It's of course very dependant on each country and the jobs market, but in my experience the issue would be even getting to have multiple offers in a short enough period of time. To the point that it happening could be called a coincidence, more than anything. Unless you are fiercely hunting for a job (aka. doing several interviews per week), I don't see how it would happen to get an offer and telling the company "well, wait for a couple weeks or a month for my answer" just to see if it happens that offers arrive from the other places and one gets to compare simultaneously.

Seems more likely that an offer comes, you accept or decline it, if declined then other will eventually come some time later, and one can compare them and maybe regret having declined the former, and so on.



These seem like old times or a very narrow band of. High salaries.

The only general purpose advice here is the price discovery. If you want to know, you need offers.

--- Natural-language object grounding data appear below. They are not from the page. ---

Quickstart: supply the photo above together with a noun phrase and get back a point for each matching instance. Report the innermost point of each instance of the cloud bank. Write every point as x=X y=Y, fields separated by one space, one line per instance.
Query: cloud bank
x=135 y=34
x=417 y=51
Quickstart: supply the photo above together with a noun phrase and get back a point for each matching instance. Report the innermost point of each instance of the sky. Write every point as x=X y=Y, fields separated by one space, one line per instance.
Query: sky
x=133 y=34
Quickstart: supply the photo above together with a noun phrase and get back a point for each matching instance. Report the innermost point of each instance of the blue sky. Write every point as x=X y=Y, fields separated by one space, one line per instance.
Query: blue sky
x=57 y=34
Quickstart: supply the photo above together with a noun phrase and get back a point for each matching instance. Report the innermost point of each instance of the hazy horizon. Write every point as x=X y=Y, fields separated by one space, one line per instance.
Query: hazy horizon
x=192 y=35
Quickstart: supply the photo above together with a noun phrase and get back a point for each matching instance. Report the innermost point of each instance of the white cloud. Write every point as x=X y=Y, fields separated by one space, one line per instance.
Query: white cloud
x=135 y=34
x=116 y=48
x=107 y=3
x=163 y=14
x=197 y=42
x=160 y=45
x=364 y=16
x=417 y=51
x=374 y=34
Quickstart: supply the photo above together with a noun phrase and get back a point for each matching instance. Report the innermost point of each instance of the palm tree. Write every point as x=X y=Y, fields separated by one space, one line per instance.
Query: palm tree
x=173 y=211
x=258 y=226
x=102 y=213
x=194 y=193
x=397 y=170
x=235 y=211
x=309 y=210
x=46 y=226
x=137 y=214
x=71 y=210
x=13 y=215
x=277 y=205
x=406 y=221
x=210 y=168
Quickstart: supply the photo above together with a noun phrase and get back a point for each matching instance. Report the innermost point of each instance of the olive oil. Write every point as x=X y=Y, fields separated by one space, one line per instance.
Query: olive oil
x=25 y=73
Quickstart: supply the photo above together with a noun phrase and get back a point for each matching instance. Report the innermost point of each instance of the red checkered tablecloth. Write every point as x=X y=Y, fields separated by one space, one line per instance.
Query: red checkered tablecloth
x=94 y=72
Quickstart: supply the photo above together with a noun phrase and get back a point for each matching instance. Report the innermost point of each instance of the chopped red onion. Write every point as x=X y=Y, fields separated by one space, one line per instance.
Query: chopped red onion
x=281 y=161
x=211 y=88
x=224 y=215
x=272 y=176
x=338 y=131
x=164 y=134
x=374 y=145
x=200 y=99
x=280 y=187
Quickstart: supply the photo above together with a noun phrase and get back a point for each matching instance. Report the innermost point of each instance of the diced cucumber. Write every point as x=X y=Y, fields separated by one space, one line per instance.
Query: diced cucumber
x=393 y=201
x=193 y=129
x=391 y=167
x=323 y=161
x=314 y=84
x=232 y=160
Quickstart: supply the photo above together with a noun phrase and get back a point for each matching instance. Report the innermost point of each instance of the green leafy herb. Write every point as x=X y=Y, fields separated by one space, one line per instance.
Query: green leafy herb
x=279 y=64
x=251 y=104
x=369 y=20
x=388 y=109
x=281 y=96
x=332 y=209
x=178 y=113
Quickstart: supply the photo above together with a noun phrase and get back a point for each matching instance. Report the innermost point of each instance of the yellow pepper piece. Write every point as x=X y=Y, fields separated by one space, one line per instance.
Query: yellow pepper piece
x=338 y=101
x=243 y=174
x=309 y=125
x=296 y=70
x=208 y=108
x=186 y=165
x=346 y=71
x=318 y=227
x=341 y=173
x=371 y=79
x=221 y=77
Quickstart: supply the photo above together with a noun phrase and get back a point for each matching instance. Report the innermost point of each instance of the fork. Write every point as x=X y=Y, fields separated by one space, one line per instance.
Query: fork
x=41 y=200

The article says to not do it but I’ve had pretty good results with “I’m on a short timeline due to competing offers” to speed things up.


Ditto. Almost every recruiter will ask you at the onset if you are interviewing with other places. They ask so they have a lever to speed up your process if necessary - eg "hey hiring manager, this dude's resume looks great and I had a good convo with him, but he's already had one round with AWS. We better line up our side of things ASAP"

As I mentioned in another comment, I try to be forthcoming with companies especially in cases where the transparency doesn't hurt me and helps everyone. So if the following is the case, I would say something like "Yup, I am in a pretty active search right now, I am talking to a handful of other companies. I am definitely interested in going through the process with you as well, so if you want I will keep you abreast of how my other conversations are going throughout this process" - I've found that this both creates credibility/good vibes and the company is often able to keep pace with the process and offer timing.

Elsewhere in this thread someone was asking how you can possibly get to a place where you have multiple offers around the same timeline - it's something like this.